I keep thinking about Stuart Scott, the ESPN sportscaster who died of cancer at 49. He said, "When you die, it does not mean that you lose to cancer. You beat cancer by how you live, why you live, and in the
manner in which you live."
This morning I woke up to see the star over the tall evergreen that shines down at me on clear mornings before the sun comes up. It is the most encouraging star. When I am laying there in the bed working on getting my rise-and-shine juices flowing, that star seems like a connection to God. Like that old game of telephone that involves two tin cans a long string. I can imagine the creator of the cosmos way up there, light years away, giving me words of peace and love all the down the string into my heart.

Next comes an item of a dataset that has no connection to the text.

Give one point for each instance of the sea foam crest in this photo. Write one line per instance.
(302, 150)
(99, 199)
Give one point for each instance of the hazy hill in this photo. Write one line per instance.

This is the day we are given, and we have been given everything we need to wake up today. Sometimes that knowledge makes me worry that I am going to squander this day. That I need to do something important to show that I am grateful for my time on earth. The old notions of worthiness, of striving to be good enough to deserve the love of God play on in the mind. I guess they are just part of the human consciousness, even though they are false. They get it backward. I don't have to try hard enough to earn grace, because it is a free gift. Once I let that mantle of forgiveness and mercy settle about me, then I can respond. Then, I am free. If I am obsessed with myself and being productive, being smart enough or any of the other "enoughs", the self absorption that results is a stumbling block. I can't see the small miracles all around me. Like walking through the woods with a mirror before my face, I can't see the beauty laid at my feet.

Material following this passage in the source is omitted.